Tuesday, January 29, 2013

Balkan Massacres Cost 35,000 Lives.

New York Times 100 years ago today, January 29, 1913:
London Times Correspondent Says That Moslems Suffered Worse Than Christians.
BOTH FOES EQUALLY GUILTY
Nameless Atrocities Perpetrated by Albanians — Neither Women nor Children Spared.
Special Cable to The New York Times.
    LONDON, Jan. 28.— The Times correspondent in Constantinople, discussing the massacres in Turkey, says:
    "The number of non-combatants who perished is not easily ascertained, but on such data as I have been able to procure I estimate it at a maximum of 20,000 Moslems and 15,000 Christians in the whole of European Turkey.
    The Moslems were mostly killed by irregulars or in the peasant Jacquerie, which followed the defeat of the Turkish troops.

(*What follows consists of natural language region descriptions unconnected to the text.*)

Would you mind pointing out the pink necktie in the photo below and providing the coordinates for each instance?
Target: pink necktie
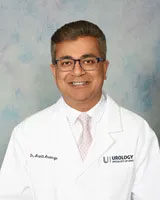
(85, 139)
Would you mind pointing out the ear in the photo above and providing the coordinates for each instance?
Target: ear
(105, 67)
(53, 69)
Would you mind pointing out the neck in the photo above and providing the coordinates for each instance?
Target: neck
(82, 106)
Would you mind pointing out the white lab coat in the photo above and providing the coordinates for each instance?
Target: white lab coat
(43, 162)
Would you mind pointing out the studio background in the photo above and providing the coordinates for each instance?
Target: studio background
(132, 29)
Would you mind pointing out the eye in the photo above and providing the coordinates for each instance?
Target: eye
(66, 62)
(89, 61)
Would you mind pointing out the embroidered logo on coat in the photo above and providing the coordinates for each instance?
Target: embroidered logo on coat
(42, 156)
(118, 159)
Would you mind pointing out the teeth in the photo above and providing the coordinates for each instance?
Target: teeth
(78, 83)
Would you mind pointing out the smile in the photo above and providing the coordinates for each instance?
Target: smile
(79, 83)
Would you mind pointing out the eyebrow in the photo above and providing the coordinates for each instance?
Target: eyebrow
(83, 56)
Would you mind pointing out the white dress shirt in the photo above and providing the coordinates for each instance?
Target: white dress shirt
(72, 115)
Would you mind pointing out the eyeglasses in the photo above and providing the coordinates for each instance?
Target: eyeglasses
(88, 64)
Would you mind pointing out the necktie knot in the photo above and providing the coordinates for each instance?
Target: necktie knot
(84, 119)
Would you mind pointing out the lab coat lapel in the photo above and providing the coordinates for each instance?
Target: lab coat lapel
(109, 124)
(64, 137)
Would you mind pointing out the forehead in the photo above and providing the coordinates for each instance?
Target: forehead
(77, 48)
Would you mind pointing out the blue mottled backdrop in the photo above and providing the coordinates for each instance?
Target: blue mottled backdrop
(132, 28)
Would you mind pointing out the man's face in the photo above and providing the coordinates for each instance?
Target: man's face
(88, 89)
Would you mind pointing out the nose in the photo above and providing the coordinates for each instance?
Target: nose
(77, 69)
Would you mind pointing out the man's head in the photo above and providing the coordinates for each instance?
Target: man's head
(78, 63)
(73, 30)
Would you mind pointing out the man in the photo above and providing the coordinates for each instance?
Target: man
(84, 147)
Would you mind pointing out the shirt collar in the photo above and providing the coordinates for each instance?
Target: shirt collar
(95, 112)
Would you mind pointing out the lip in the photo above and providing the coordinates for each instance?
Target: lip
(79, 84)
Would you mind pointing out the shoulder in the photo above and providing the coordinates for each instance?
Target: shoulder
(38, 122)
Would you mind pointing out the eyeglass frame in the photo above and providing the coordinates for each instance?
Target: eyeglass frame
(75, 60)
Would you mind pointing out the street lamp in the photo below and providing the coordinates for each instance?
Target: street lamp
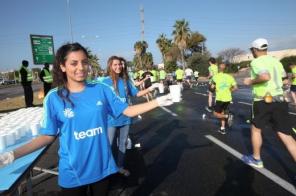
(70, 22)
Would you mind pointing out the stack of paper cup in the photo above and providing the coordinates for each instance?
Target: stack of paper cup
(10, 138)
(2, 142)
(35, 126)
(175, 91)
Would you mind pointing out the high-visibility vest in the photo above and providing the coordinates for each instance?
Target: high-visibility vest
(29, 74)
(47, 77)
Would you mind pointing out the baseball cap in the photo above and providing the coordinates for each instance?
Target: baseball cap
(260, 44)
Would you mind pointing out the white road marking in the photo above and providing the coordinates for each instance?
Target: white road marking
(278, 180)
(168, 111)
(245, 103)
(200, 94)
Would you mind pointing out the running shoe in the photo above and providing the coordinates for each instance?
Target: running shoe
(230, 119)
(250, 160)
(209, 109)
(222, 131)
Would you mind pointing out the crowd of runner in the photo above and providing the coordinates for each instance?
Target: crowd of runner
(86, 114)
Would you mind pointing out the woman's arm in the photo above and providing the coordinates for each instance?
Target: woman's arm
(39, 142)
(34, 145)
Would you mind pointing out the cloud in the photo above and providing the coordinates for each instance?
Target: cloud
(283, 43)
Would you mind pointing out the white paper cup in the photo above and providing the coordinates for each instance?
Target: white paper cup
(161, 88)
(10, 138)
(18, 132)
(23, 130)
(35, 128)
(175, 91)
(2, 142)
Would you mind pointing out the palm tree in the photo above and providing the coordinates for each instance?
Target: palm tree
(181, 35)
(148, 60)
(140, 49)
(196, 42)
(94, 63)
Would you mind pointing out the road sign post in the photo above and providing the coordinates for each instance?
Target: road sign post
(42, 49)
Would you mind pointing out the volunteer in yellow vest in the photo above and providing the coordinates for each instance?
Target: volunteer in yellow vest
(293, 85)
(26, 81)
(269, 105)
(46, 77)
(179, 75)
(223, 84)
(213, 70)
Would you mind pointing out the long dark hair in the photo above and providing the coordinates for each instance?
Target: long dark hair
(60, 77)
(112, 74)
(125, 75)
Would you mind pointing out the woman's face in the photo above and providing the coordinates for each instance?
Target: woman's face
(76, 66)
(116, 66)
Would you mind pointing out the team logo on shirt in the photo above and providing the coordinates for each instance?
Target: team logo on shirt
(88, 133)
(68, 113)
(99, 103)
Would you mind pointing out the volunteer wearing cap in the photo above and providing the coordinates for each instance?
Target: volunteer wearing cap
(269, 105)
(213, 70)
(224, 84)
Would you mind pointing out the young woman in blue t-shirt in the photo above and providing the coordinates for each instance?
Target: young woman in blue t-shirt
(123, 87)
(77, 112)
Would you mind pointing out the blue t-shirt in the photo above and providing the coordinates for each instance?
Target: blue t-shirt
(122, 93)
(85, 154)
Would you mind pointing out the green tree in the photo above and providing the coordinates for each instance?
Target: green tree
(196, 43)
(181, 35)
(147, 60)
(170, 66)
(140, 49)
(199, 62)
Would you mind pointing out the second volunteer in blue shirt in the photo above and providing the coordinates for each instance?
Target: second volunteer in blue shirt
(120, 83)
(77, 113)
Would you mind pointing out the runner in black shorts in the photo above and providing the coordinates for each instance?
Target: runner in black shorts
(269, 106)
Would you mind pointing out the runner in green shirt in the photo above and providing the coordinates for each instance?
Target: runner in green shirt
(162, 75)
(224, 84)
(269, 106)
(213, 70)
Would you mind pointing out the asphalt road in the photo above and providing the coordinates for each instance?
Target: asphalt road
(182, 154)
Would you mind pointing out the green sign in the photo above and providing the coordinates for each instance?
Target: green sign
(42, 49)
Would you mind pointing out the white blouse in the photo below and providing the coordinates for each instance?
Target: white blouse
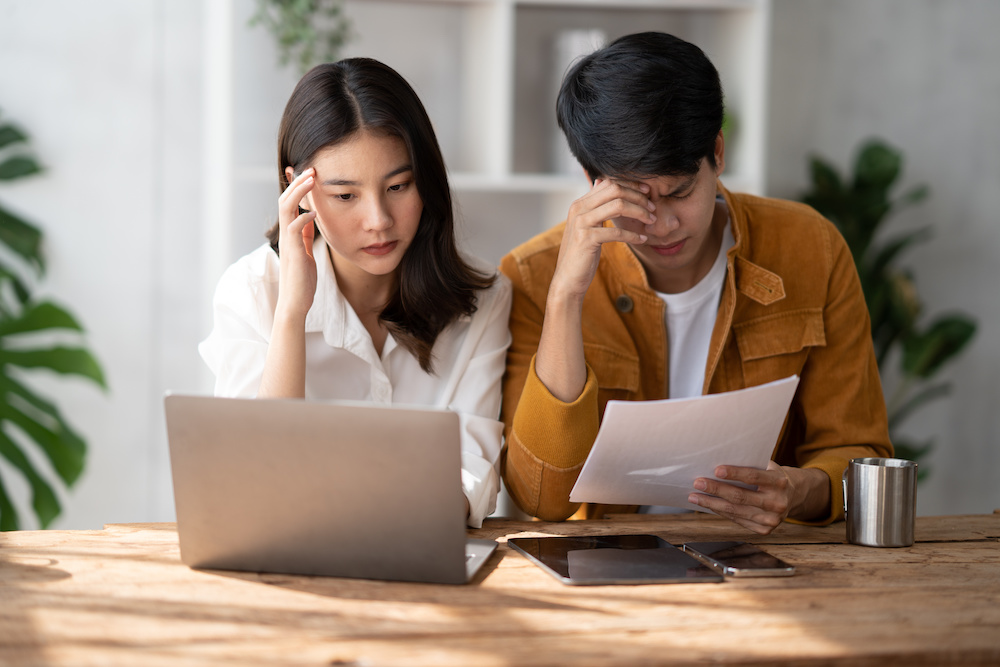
(469, 358)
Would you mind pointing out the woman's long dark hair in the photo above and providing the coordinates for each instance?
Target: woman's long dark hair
(329, 105)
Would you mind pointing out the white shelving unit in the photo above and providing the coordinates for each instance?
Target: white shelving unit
(486, 71)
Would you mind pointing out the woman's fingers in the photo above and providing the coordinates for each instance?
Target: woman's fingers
(290, 200)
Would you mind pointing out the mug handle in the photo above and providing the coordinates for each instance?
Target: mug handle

Massacres took place at Seres, where 800 were killed, mostly by followers of Sandansky, a former protégé of the Young Turks, and in the Strumitza region, between Gumuldjina and Keshan, where it is believed that over 1,500 were killed and many women outraged.
    "The Christians suffered most in Drama Novrokop, where over 800 Bulgarians were killed on Nov. 4, without distinction of age or sex; at the village of Plevna, where 182 were burned in barracks; near Demir-Hissar, where many more were slain; in Djuma and Bela in the Novrokop region, where a number of villages, variously estimated from ten to fourteen, were burned and from 20 to 50 per cent, of the inhabitants killed, and in Epirus, where statistics of the loss of life are lacking. "The massacres of Moslems which have taken place in the Strumitza district, for the most part after trial by a revolutionary court-martial, cannot be described as reprisals, since less than fifty Christians had been killed in that region before the advent of the forces of the Balkan League.
    "If a quarter of the information received be true, the Albanian irregulars committed crimes, especially upon women and children, for the description of which the dead languages must be used, and the Serbs behaved as did the British troops under similar provocation at Cawnpore and elsewhere in 1857. Taking it all in all. I am reluctantly compelled to admit that it is a case of six of one and half a dozen of the other, and it would seem that Europe would be better employed in relieving the suffering of the survivors than in attempting to fix the responsibility for these horrors, which ultimately falls upon the heads of certain of her deceased statesmen."